Theirry founded Independence Day Clothing in 2014 to provide reversible clothing with no zippers, buttons, seams or tags to people with sensory integration disorders, a common byproduct of autism that affects one's ability to regulate senses. Thierry said that the clothes also benefit people with other disabilities like cerebral palsy, and those who have been in accidents.
"Before [Liam started wearing these clothes], he would put on a shirt, like a rugby pullover or something, and he would put it on, 50 percent of the time, backwards," Theirry said. "In other words, his collar was right in his mouth and we'd have to say, 'No, Liam, put it on the right way.' And that would cause some tantrums, and 30 minutes would turn into an hour."

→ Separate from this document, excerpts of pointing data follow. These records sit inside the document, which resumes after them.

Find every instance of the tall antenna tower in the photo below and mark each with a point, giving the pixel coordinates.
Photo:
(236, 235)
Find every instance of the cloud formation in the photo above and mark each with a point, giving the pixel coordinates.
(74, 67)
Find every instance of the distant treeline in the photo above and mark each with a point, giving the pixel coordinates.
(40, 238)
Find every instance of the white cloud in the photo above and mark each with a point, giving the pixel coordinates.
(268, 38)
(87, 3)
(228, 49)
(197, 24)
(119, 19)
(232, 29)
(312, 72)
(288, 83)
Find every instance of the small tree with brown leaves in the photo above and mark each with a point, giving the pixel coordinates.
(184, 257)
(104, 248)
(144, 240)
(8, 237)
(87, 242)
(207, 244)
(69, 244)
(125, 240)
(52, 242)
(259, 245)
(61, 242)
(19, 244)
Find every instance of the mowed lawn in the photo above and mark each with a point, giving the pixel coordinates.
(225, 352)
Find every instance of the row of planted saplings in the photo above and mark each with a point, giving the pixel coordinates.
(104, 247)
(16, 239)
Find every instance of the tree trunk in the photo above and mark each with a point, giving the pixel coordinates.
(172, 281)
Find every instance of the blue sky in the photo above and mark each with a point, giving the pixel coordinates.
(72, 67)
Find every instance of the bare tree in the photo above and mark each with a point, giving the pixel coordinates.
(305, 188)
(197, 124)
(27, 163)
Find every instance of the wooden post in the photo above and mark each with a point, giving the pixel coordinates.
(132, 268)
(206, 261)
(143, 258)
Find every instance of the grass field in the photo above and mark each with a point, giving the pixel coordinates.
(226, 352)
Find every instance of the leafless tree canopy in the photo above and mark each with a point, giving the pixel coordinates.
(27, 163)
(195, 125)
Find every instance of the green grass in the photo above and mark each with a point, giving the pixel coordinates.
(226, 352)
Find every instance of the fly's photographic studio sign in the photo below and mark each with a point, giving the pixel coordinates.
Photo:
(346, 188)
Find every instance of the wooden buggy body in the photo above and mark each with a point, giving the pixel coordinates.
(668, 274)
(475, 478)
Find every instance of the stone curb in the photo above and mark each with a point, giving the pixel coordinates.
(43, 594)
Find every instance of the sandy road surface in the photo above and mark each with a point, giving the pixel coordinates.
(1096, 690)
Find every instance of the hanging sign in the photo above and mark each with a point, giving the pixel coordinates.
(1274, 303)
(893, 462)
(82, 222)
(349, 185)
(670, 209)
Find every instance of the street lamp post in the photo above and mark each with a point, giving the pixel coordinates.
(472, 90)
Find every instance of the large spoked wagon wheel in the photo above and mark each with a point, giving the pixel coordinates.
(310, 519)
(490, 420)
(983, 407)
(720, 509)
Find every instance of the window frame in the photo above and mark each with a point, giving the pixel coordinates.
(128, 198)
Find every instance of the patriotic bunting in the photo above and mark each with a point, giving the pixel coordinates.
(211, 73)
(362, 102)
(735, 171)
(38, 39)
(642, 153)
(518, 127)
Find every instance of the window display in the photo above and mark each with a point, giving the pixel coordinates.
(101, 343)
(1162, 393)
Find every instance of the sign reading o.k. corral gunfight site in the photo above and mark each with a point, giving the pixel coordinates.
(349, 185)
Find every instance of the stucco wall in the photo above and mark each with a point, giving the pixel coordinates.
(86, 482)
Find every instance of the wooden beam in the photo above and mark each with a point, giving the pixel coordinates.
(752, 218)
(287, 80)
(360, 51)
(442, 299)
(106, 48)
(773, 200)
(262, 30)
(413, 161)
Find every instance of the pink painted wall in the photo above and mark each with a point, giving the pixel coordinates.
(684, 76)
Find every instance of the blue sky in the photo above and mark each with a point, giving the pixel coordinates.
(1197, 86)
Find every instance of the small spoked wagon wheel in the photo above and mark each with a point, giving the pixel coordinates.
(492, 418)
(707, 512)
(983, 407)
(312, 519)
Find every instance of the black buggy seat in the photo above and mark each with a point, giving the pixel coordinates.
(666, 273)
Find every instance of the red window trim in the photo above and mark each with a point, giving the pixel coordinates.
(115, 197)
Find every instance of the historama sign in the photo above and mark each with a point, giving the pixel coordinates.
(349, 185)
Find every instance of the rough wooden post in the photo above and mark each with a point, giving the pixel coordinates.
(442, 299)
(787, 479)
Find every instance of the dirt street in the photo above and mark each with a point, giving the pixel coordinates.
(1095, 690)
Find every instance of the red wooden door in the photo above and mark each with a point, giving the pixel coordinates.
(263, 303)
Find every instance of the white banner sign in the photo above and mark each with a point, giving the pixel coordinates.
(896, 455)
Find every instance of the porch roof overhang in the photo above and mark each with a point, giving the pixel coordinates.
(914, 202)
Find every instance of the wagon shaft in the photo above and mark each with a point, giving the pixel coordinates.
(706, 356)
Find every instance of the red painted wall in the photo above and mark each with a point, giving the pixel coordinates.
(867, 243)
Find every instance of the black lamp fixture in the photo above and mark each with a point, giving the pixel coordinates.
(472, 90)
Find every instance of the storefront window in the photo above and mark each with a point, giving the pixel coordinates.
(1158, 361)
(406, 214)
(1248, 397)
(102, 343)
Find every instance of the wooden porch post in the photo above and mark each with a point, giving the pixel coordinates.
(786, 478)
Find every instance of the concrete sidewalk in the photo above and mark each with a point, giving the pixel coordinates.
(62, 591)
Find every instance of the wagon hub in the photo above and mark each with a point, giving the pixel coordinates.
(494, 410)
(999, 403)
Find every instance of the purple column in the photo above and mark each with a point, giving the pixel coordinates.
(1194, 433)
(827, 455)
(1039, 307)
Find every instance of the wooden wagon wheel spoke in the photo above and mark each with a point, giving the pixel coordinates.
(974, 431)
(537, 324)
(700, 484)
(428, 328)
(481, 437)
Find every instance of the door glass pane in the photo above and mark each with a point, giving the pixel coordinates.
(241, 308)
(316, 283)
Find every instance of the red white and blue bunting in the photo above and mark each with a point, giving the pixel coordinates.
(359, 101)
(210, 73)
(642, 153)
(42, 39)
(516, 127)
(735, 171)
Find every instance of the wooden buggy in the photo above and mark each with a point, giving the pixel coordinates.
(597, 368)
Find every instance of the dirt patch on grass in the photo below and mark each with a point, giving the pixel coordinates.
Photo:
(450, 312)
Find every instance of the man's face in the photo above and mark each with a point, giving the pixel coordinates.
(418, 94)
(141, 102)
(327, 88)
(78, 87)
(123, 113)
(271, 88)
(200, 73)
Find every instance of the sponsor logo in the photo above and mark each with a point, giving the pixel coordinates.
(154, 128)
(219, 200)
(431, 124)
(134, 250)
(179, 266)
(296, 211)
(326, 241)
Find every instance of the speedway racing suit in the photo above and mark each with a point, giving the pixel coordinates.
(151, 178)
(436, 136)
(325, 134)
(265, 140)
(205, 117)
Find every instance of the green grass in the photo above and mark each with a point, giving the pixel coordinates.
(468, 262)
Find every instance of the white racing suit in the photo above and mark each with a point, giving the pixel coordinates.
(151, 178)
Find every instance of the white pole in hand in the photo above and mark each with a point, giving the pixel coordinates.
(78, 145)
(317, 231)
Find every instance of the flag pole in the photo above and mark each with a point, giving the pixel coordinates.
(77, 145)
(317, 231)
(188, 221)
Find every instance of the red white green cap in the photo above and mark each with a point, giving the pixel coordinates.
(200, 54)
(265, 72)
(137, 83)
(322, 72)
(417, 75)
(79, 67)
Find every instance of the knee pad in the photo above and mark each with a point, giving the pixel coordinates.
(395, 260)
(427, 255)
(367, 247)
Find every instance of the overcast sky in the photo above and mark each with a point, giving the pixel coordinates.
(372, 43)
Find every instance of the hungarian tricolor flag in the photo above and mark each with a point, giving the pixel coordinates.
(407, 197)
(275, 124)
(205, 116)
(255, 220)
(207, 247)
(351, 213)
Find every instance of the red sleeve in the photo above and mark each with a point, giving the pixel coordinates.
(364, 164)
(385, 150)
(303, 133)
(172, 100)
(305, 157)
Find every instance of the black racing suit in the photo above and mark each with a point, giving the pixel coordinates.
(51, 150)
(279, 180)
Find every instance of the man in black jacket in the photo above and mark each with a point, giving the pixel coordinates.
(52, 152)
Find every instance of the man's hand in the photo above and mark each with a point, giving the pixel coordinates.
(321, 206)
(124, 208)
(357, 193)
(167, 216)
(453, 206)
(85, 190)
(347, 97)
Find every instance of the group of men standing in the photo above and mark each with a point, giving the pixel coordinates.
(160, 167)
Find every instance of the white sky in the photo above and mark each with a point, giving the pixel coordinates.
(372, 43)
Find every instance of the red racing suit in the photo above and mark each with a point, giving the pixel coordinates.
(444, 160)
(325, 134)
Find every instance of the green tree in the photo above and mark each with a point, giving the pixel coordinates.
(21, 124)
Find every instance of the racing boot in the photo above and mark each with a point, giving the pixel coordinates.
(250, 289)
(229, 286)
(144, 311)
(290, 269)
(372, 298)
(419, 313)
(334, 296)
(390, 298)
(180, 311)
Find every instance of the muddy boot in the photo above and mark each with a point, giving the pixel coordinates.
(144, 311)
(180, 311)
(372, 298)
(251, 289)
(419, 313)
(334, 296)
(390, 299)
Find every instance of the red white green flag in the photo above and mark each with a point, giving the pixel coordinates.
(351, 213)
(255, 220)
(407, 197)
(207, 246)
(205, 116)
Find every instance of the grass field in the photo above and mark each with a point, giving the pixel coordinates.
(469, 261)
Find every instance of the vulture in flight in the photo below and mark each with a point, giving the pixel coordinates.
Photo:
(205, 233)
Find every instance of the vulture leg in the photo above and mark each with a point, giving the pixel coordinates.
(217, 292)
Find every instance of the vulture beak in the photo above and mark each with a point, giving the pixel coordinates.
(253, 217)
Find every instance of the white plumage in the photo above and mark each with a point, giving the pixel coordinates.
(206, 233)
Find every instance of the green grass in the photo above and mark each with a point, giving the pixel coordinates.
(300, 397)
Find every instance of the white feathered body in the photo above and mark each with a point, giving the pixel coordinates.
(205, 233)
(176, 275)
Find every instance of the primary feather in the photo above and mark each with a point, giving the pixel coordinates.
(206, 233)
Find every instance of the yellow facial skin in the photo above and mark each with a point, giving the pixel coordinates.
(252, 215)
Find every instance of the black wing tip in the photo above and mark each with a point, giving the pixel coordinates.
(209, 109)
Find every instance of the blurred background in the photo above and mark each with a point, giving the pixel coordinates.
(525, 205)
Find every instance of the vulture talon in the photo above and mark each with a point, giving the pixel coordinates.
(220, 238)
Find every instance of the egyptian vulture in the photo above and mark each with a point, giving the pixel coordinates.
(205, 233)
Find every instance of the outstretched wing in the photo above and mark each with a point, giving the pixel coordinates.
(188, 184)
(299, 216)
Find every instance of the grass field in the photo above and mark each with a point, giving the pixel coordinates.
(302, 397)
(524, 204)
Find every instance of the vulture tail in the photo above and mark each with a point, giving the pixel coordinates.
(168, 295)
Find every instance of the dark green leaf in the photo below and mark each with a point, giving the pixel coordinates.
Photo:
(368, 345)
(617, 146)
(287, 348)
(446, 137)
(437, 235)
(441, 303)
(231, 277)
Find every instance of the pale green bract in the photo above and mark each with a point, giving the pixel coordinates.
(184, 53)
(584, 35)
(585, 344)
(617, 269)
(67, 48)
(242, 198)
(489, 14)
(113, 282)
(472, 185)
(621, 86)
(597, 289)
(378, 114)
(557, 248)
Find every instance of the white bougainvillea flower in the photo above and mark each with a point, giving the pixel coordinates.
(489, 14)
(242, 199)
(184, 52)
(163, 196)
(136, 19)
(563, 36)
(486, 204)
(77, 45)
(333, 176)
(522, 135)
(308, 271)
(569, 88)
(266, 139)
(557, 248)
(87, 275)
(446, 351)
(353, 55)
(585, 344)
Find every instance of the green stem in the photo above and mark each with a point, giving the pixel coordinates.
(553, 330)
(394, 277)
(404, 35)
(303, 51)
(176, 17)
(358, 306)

The clothes are also designed to address issues beyond just comfort and ease, Thierry said. She recalled the horrible tragedy of Avonte Oquendo, a young teen with autism, who wandered from his school and was later found dead, to explain why the company also offers a tracking device to provide both the wearer and caretakers with more independence.
"Anytime I want to know where my child is, I whip out my iPhone, there's a app right there. Four seconds later, I know exactly where [my son] is," Thierry said. "If he's in a vehicle, I know he's going either faster than 30 miles an hour or not, and I know exactly where he is at all times."